Mr. Martel's comments have been much quoted of late as a sign that in at least one vital respect, Canadian and American societies are moving in opposite directions despite their common language and geographical proximity.
In a recent survey by the Pew Research Center for the People and the Press in Washington, only 30 percent of Canadians said religion was very important to them, compared with 59 percent of Americans. Twenty-one percent of Canadians said they attended religious services regularly in another survey taken in 2000 about half the rate for Americans (although still a bit higher than the rate for most of Western Europe).
The statistics would be far more skewed if it were not for the growing number of devout Muslim, Sikh and Hindu immigrants to Canada. In Mr. Martel's city of Montreal, which is crowned by a giant illuminated cross atop Mount Royal, to commemorate the piety of its founder, Paul de Chomedy de Maisonneuve, church attendance is plummeting so fast that at least 18 churches in the last three years have been boarded up and abandoned or converted into condominiums and, in one case, even a pizza parlor. Meanwhile, rural churches are closing across the western prairies.
"This is a society where religion no longer wields cultural authority," Marguerite Van Die, a theology professor at Queen's University in Kingston, Ontario, wrote recently.
In stark contrast with American presidents, Canadian prime ministers rarely, if ever, speak in religious terms. They even avoid being photographed attending church.
It would be almost unthinkable for a prime minister to say "God Bless Canada." It was not until after Pierre Trudeau died that Canadians learned that their former prime minister was a devoutly religious Catholic.
Mr. Trudeau was a champion of keeping government out of the bedroom, and most Canadian politicians have followed that example.
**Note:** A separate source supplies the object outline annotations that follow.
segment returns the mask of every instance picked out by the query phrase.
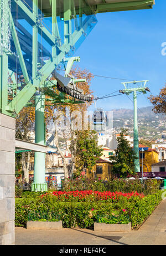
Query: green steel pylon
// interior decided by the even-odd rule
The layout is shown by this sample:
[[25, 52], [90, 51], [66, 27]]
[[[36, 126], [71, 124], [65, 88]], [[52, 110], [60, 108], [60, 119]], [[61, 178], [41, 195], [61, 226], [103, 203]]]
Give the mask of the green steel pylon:
[[[134, 105], [134, 140], [133, 149], [137, 157], [134, 160], [134, 171], [140, 172], [139, 166], [139, 141], [138, 132], [138, 120], [137, 120], [137, 92], [146, 94], [146, 91], [149, 91], [146, 85], [148, 80], [133, 81], [131, 82], [122, 83], [124, 86], [124, 89], [120, 90], [120, 92], [125, 93], [127, 95], [133, 93], [133, 105]], [[131, 88], [131, 85], [134, 85], [134, 88]]]

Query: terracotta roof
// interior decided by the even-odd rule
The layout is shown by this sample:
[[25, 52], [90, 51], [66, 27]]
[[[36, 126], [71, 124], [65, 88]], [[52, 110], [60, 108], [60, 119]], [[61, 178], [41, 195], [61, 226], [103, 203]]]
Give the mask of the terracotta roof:
[[139, 147], [147, 147], [147, 146], [144, 146], [143, 144], [139, 144]]
[[158, 163], [154, 163], [154, 165], [152, 165], [152, 166], [166, 166], [166, 160], [161, 161], [160, 162], [158, 162]]
[[148, 150], [146, 150], [145, 152], [154, 151], [154, 152], [155, 152], [155, 153], [157, 153], [158, 154], [159, 154], [159, 152], [155, 149], [151, 149], [151, 147], [147, 147], [147, 146], [144, 146], [142, 144], [139, 144], [139, 147], [148, 147]]
[[97, 161], [96, 161], [96, 163], [111, 163], [111, 162], [107, 161], [107, 160], [105, 160], [105, 159], [102, 159], [100, 157], [99, 158], [99, 159]]

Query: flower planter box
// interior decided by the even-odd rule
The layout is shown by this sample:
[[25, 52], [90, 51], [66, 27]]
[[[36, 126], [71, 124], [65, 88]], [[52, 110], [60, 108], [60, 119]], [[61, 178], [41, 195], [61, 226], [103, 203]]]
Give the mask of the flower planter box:
[[107, 224], [94, 223], [94, 231], [114, 231], [128, 232], [131, 231], [131, 223], [128, 224]]
[[27, 229], [61, 229], [62, 221], [28, 221]]

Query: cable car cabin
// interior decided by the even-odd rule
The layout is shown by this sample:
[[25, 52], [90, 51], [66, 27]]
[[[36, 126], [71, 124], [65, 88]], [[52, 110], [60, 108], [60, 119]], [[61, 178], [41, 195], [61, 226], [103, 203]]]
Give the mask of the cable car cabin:
[[97, 131], [105, 131], [107, 124], [107, 115], [106, 112], [102, 109], [98, 109], [94, 112], [92, 117], [94, 130]]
The few Canadian politicians who have raised abortion as an issue have suffered at the polls for doing so, even in conservative provinces like Alberta.
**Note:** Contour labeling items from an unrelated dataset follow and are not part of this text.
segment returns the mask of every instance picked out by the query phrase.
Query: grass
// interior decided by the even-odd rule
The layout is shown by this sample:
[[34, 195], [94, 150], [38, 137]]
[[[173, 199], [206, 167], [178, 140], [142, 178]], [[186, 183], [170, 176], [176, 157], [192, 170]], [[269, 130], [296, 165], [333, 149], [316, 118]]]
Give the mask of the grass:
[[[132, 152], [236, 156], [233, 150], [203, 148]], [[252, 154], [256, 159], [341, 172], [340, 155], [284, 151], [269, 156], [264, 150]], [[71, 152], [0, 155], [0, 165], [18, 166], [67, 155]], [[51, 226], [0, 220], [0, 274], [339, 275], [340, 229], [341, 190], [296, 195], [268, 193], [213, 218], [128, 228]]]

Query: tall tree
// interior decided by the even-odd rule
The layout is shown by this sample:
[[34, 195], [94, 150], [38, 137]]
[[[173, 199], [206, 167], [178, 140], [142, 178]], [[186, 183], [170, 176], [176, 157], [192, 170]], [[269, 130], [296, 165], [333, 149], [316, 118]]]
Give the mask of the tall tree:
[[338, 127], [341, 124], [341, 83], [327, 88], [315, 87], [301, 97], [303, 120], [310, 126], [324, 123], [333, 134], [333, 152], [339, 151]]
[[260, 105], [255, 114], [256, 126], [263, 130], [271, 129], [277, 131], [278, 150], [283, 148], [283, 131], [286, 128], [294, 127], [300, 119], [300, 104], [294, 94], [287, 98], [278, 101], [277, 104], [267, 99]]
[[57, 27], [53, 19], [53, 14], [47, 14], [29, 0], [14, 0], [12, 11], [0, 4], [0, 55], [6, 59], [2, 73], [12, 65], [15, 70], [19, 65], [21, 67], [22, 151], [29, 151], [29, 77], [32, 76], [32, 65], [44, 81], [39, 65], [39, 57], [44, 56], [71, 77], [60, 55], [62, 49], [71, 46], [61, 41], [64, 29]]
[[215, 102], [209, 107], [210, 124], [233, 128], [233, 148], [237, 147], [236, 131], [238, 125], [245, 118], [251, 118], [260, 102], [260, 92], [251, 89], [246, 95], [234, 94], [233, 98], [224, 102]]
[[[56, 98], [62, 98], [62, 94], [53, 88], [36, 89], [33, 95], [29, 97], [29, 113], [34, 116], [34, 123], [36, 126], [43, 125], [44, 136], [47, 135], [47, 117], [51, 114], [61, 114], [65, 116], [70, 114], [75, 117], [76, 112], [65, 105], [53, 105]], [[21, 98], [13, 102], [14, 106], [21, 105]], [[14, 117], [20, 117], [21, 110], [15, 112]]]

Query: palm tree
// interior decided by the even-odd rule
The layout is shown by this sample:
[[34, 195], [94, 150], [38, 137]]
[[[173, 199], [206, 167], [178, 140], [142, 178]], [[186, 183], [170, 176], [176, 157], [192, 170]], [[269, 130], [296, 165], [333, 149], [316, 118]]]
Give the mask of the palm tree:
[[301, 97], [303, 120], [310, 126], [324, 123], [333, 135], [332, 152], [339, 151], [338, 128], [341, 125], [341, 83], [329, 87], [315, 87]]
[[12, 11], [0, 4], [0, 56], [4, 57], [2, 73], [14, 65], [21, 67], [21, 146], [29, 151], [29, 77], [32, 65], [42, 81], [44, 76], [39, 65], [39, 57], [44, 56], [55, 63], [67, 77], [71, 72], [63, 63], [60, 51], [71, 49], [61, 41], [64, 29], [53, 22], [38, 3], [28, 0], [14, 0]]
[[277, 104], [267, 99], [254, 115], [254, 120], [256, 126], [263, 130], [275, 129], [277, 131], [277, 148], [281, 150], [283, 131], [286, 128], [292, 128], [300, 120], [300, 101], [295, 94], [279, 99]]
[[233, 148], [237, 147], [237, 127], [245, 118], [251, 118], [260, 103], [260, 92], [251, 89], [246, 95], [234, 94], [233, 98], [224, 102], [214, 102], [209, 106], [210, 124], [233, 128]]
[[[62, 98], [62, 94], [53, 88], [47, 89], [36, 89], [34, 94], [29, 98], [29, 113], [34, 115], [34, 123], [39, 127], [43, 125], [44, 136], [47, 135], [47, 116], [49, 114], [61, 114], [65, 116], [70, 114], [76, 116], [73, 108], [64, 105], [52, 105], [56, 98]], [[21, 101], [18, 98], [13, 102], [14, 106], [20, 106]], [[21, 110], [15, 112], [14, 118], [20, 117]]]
Though widening in recent years, Canadian scholars note, the divergence over religious content in Canadian and American societies goes back to different colonial pasts.
The Puritans who came to the New World in the 17th century as religious refugees never considered colonizing Canada's eastern coast, because it was French and Roman Catholic. They went instead to Massachusetts, where their ideas of having a predestined and godly obligation to transmit their ideals to the world deeply influenced the founders of the United States.
"Religious rhetoric has played an important role in sanctifying major American political actions beginning with the War of Independence," said Stephen A. Kent, a University of Alberta sociologist. Canada has never had a revolution or civil war or expansionist foreign policy, he noted, "so there was no need to sanctify major political events."
Even before Canada was formed, the British saw the need to play down religion in the political sphere. They ceded the French colonists of the newly conquered New France (today's Quebec) broader religious freedoms than even those available to Catholics living in Britain in the late 18th century. Otherwise, they would have risked rebellion or losing the territory to the pesky Americans.
"Ever since, the way to deal with religion is to avoid it," said David Marshall, a University of Calgary historian, "because it is divisive, it is not part of our tradition."
The one place in Canada where organized religion played as lasting and important a cultural role as it did in the United States was in Quebec, where the Roman Catholic Church ran schools, hospitals and otherwise set the moral tone until the "Quiet Revolution" of the 1960's. Quebec was then transformed by a generational shift in favor of sovereignty and freer social mores, and in opposition to a conservative authoritarian provincial government closely linked to the clergy.
It is traditional for American leaders to speak of faith during moments they seek to bind the country. Not Canadian politicians. To have done as the Americans in the past would have risked exacerbating the great divide between Catholic Quebec and the rest of the country where Protestants dominate. Now to do so, with the entire nation becoming increasingly secular, would simply be irrelevant.
The "culture wars" simply do not resonate in Canada, in large part because Canadian Protestants are more mainstream, homogeneous and closer to their country's intelligentsia than their American counterparts. Fundamentalist evangelicalism is not a major current in Canada, while the traditional Anglican, Methodist and Presbyterian churches here remain content to keep religion a private matter and largely out of the public domain.